Simulation results of patient transport using the proposed method.

The number of arrows, indicating transfers to destination hospitals, is greater in proposed model (see Fig. 5) compared with the current method (see Fig. 4). However, in a large-scale disaster situation, there is no time to carry out conventional negotiations. Because the time is the highest priority, patients should be transported from damaged hospitals to supporting hospitals as soon as possible. Before such transfers can take place, supporting hospitals and damaged hospitals must provide information to a control center in the area regarding the number of patients able to be accepted and those to be transported, respectively. The control center would allocate the patients among supporting hospitals based on the proposed method. The proposed method of decision making will thus be more efficient than the conventional method (Table 6).

Table 6. Value of risk calculated by Eq. (1) using Tables 2 and 3.

7 Backup and Sharing of Patient Information

Emergency medical services [12] comprise an organized and collaborative effort among several organizations to provide care in order to transport sick or injured patients to hospital. Although such collaboration is important, there is no time to make decisions to transport individual patients in the case of large-scale disasters. In the large tsunami disaster of 11 March 2011 in Japan, three hospitals were completely destroyed, and many patients’ medical records disappeared. To provide consistent emergency and long-term medical and health care service in a disaster area, it is important to backup and share patient data.

Figure 6 shows the proposed backup and information sharing method.

Fig. 6.
figure 6

Proposed backup and information sharing method.

The author proposes the medical information should be copied to a cloud server for backup purposes. The size of medical information files tends to be large, especially if they include medical image data.

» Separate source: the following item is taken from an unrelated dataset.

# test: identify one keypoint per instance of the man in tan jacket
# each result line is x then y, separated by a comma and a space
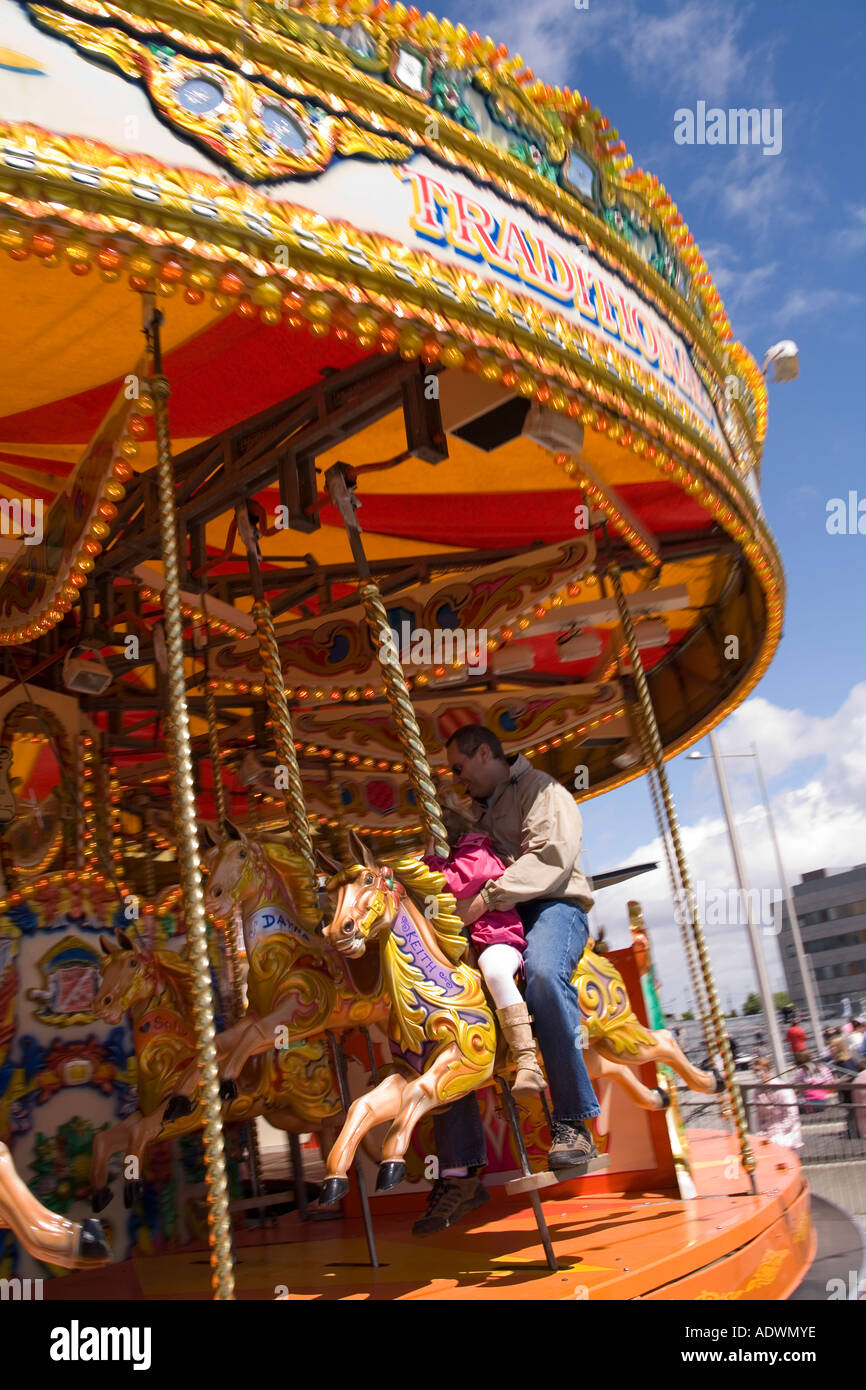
534, 822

The author proposes using the standardized structured medical record information exchange (SS-MIX) system to backup patient data and restart medical care after a disaster. In case of an emergency, the supporting hospital can use the SS-MIX data in the cloud server, and medical care can resume immediately. These data can be used for the patients in the sub-emergency phase, such as those living in shelters or temporary housing. Further, it will be useful in the case of long-term health and psychological care.

8 Conclusions

This paper described the condition and emergency response activities of Iwate prefectural hospitals following the Great East Japan Earthquake and Tsunami disaster based on interviews and documents provided by two medical doctors and an officer from the Iwate Medical Central Office. A new method of decision making for patient transportation in the case of a large-scale disaster was proposed. The effectiveness of the proposed method was compared with current methods by simulation.

Patient transportation, medical information backup and information sharing issues in disaster situations warrant further study. The purpose of the study was to propose an efficient decision making process and data storage/sharing system that can be applied in large-scale disaster situations in Iwate Prefecture, other areas of Japan and other nations.